How could one write a Postgresql query that gives both daily and cumulative counts without gaps? E.g. if there is no data for a given day, it would show 0 as a daily count for that that day and the same cumulative sum as the previous day?
I think I'd need GENERATE_SERIES, but I don't know how to do it. I'm also not entirely sure if order by day asc rows between unbounded preceding and current row would work correctly always, but maybe not the biggest issue here.

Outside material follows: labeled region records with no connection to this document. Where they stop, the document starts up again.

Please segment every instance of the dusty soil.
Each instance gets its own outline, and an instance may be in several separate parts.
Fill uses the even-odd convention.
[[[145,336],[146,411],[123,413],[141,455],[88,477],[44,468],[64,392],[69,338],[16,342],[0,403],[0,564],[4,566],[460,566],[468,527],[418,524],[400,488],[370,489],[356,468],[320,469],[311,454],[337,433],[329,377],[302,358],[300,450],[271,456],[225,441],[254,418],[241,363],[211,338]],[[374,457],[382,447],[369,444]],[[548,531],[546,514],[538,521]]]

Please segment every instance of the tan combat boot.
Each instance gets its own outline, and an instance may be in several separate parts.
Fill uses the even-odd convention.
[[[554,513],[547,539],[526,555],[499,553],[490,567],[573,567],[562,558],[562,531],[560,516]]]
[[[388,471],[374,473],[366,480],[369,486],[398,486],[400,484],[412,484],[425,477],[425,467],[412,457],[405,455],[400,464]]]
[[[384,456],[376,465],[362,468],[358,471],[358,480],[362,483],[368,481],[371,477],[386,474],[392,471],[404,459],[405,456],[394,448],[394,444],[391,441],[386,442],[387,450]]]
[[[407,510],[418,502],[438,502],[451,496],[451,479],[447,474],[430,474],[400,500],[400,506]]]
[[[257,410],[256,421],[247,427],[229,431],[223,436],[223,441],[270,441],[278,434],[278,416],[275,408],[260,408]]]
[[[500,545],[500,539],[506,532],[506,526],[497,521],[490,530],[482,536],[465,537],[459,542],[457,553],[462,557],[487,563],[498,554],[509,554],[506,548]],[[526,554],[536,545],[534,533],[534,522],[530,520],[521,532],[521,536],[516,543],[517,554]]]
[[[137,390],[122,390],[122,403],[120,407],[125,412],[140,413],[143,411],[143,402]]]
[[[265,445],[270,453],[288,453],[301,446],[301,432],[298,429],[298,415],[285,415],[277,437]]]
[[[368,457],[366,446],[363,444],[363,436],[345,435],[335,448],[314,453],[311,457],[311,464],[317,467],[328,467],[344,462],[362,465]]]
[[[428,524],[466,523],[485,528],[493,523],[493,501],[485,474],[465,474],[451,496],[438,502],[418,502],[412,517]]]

I have tried to craft the query with PARTITION BY and
Let's say I write a table and add data such as
create table test
(
id int4 NOT NULL GENERATED ALWAYS AS IDENTITY,
data int4,
created_at timestamptz NOT NULL DEFAULT now()
);
insert into test(data, created_at) values(1, '2021-04-01');
insert into test(data, created_at) values(2, '2021-04-01');
insert into test(data, created_at) values(3, '2021-04-02');
insert into test(data, created_at) values(4, '2021-04-03');
insert into test(data, created_at) values(5, '2021-04-05');
insert into test(data, created_at) values(6, '2021-04-07');
and then create a queries such as
SELECT
created_at as "Date",
count(1) as "Daily count"
FROM test
WHERE created_at >= '2021-04-01'
AND created_at <= '2021-04-30'
GROUP BY 1
giving
| Date | Daily count |
|---|---|
| 2021-04-01 00:00:00 | 2 |
| 2021-04-02 00:00:00 | 1 |
| 2021-04-03 00:00:00 | 1 |
| 2021-04-05 00:00:00 | 1 |
| 2021-04-07 00:00:00 | 1 |
with data as (
select
date_trunc('day', created_at) as day,
count(1)
from test
group by 1
)
select
day,
running_total(count) over (order by day asc rows between unbounded preceding and current row)
from data
| day | running_total |
|---|---|
| 2021-04-01 00:00:00 | 2 |
| 2021-04-02 00:00:00 | 3 |
| 2021-04-03 00:00:00 | 4 |
| 2021-04-05 00:00:00 | 5 |
| 2021-04-07 00:00:00 | 6 |
But as noted, how could these two be combined without gaps on daily values? Somehow it feels I get close but bump into some (syntax) problem. Maybe those two queries are the simplest and cleanest examples of what I'm thinking.